What surprises me is how similarly racist cartoons and comic books in the 1960s were, when I was growing up. And were just as blithely accepted, at least at first.
not always, though. The Pillsbury Funny Face Drink characters Chinese Cherry and Injun Orange were almost immediately protested, and soon changed to Choo Choo Cherry and Jolly Olly Orange.
Similarly, the Frito Bandito was replaced by W.C. Fritos, but not until he’d been around for a few years.
What I’m thinking about were mainstream comics, which got away with surprisingly racist images.
Consider Detective Comics 383 from 1969:
The interior art is similar.
There’s an Adventures of Jerry Lewis 103 from 1967 in which Jerry Lewis meets Genghis Khan (Really. Well, it turns out he just thinks he’s Genghis Khan…) that is similarly embarassing today. The cover doesn’t show this, but the interior art is pretty damning. The punch line at the end is “You round-eyed guys all look alike to me!” Jerry Lewis himself doesn’t deserve any flak for this – he simply licensed his name and image to DC, and the comic book had been coming out since the early 1950s.
Green Lantern had a character named “Pieface”, who was Hal Jordan’s confidante and knew his secret identity. He was an Inuit (they called him “Eskimo”, of course), but he was colored school bus yellow, and I didn’t know “pieface” was a racial slur against mainly Asian people. I’d never heard it used before, but I knew it didn’t sound like a good thing.

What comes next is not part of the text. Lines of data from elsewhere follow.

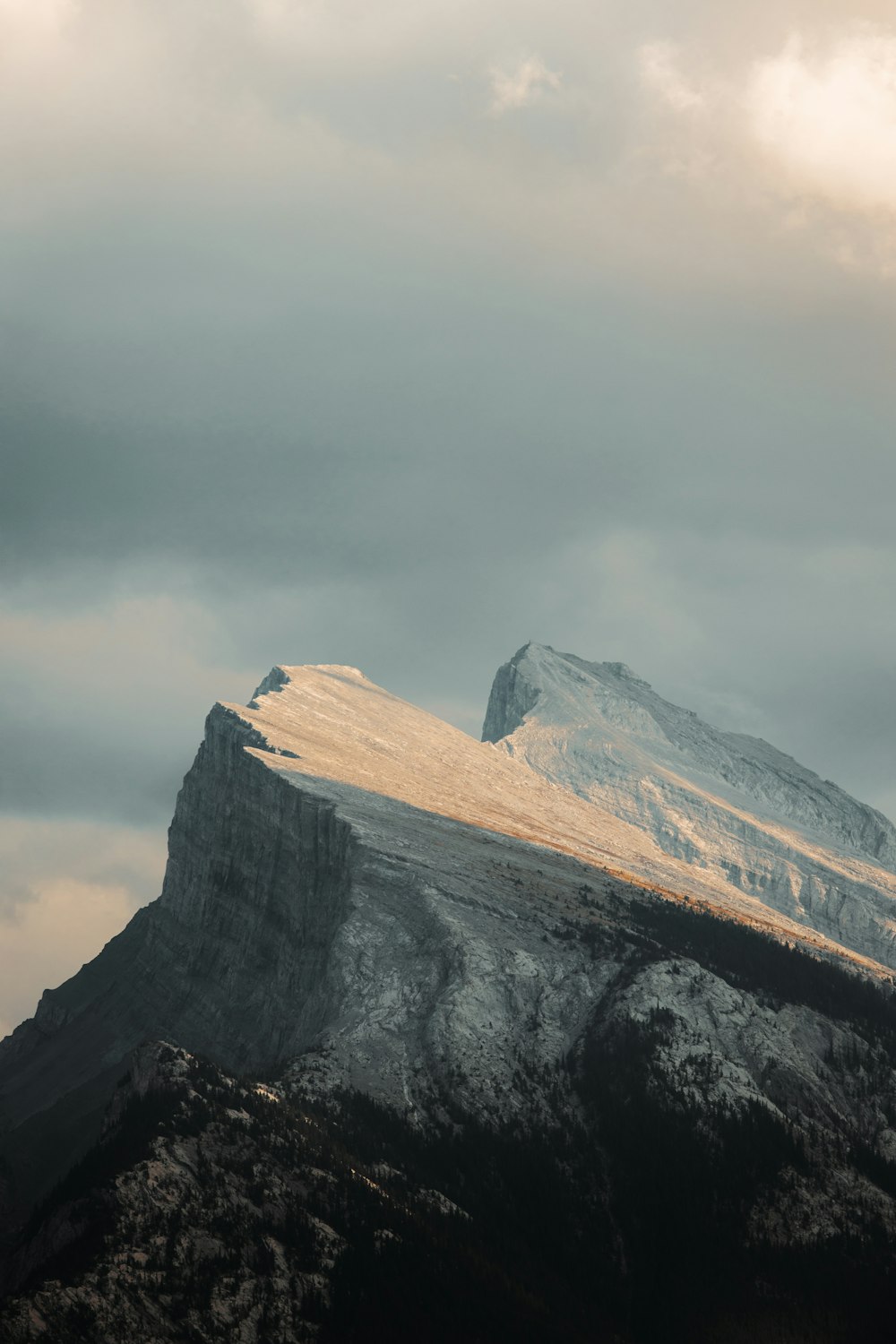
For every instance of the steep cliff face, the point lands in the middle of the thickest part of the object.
(231, 957)
(728, 806)
(349, 874)
(367, 903)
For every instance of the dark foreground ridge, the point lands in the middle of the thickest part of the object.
(419, 1046)
(215, 1207)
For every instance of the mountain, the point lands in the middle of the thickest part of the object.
(731, 806)
(390, 960)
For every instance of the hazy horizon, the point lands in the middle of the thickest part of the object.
(401, 338)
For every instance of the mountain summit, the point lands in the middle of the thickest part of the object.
(530, 1038)
(731, 806)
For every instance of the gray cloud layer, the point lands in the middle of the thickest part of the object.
(400, 339)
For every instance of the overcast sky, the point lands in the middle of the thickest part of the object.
(398, 335)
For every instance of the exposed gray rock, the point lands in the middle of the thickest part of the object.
(728, 806)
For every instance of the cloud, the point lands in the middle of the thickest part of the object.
(521, 86)
(825, 113)
(67, 889)
(659, 70)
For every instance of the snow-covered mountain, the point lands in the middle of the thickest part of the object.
(582, 956)
(731, 806)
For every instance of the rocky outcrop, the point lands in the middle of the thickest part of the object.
(729, 806)
(400, 924)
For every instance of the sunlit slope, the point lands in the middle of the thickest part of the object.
(331, 725)
(732, 808)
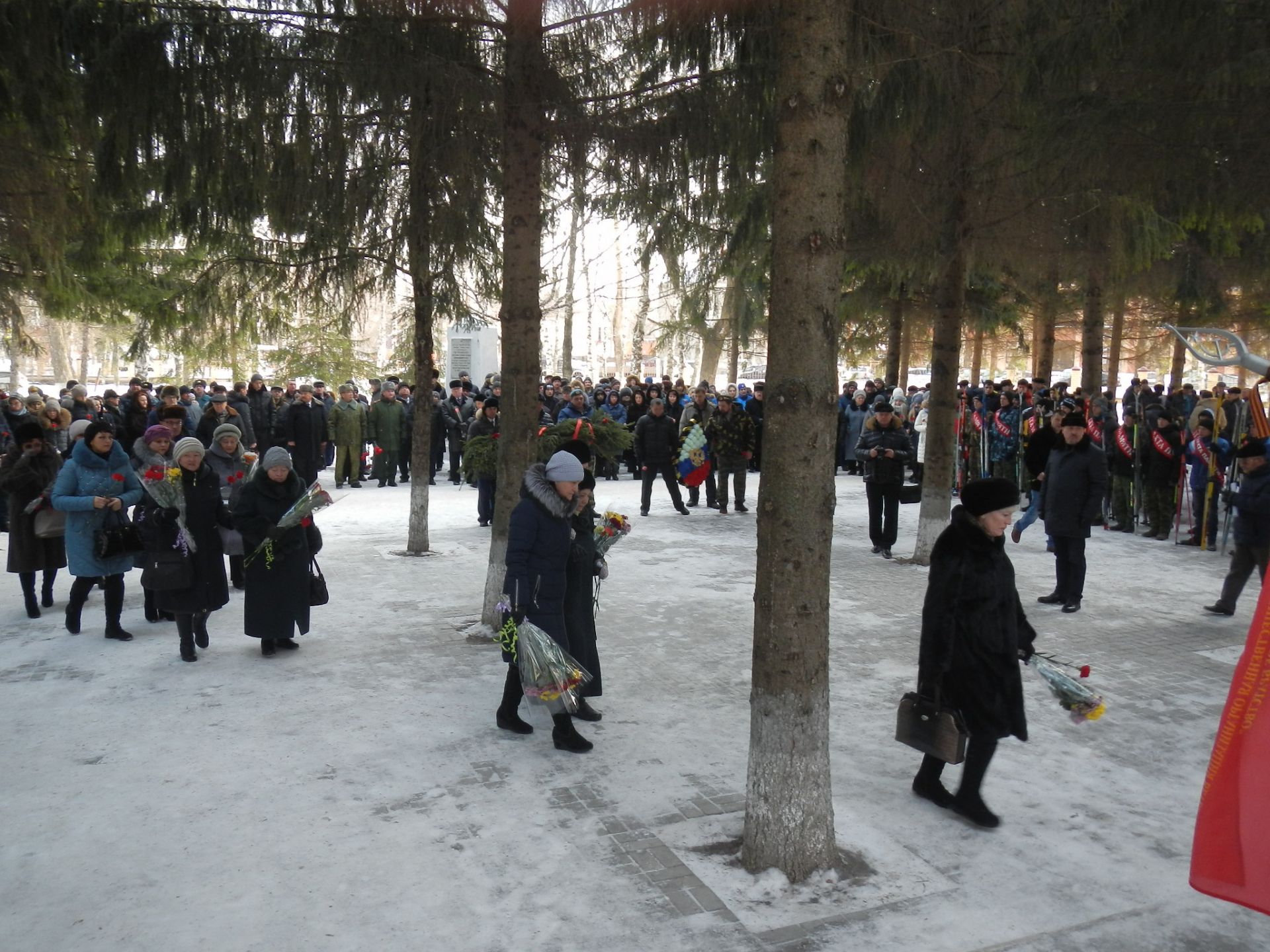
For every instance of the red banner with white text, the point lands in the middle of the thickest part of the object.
(1231, 855)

http://www.thegeektwins.com/2011/05/controversy-over-hal-jordans-buddy.html
Another DC character was Chop-Chop, the Chinese member of the Blackhawk team. It bothered me that he was a.) much shorter and b.) dressed in a completely different costume than the rest of the Blackhawks. And he didn’t seem to have his own plane. Apparently his real name was Wu Cheng, but I don’t recall reading that in the omics
It’s a good thing I didn’t know how he was drawn in the earlier days – he was an outright ridiculous comic sidekick
Then there was “Cholly” (obviously “Charlie” with the stereotypical “Chinese accent”, Mr. Magoo’s “houseboy” in some cartoons and in the syndicated comic strip:
A “Houseboy” of Asian ancestry must have been a West Coast thing, because Mr. Gregg (John Forsythe) had one on the TV show Bachelor Father
It always seemed weird to me as a kid. I didn’t know anyone who had a “houseboy”, and all of these “boys” seemed to be grown men. The term apparently originated in the British Empire for a native servant, not necessarily a boy
You can say that one of the main issues with such stereotypes is that they normalize such depictions and make them acceptable to the audiences. But what strikes me is that at least two of these cases – Chop Chop the odd Blackhawk and “houseboys” – struck me as particularly odd and definitely not normal.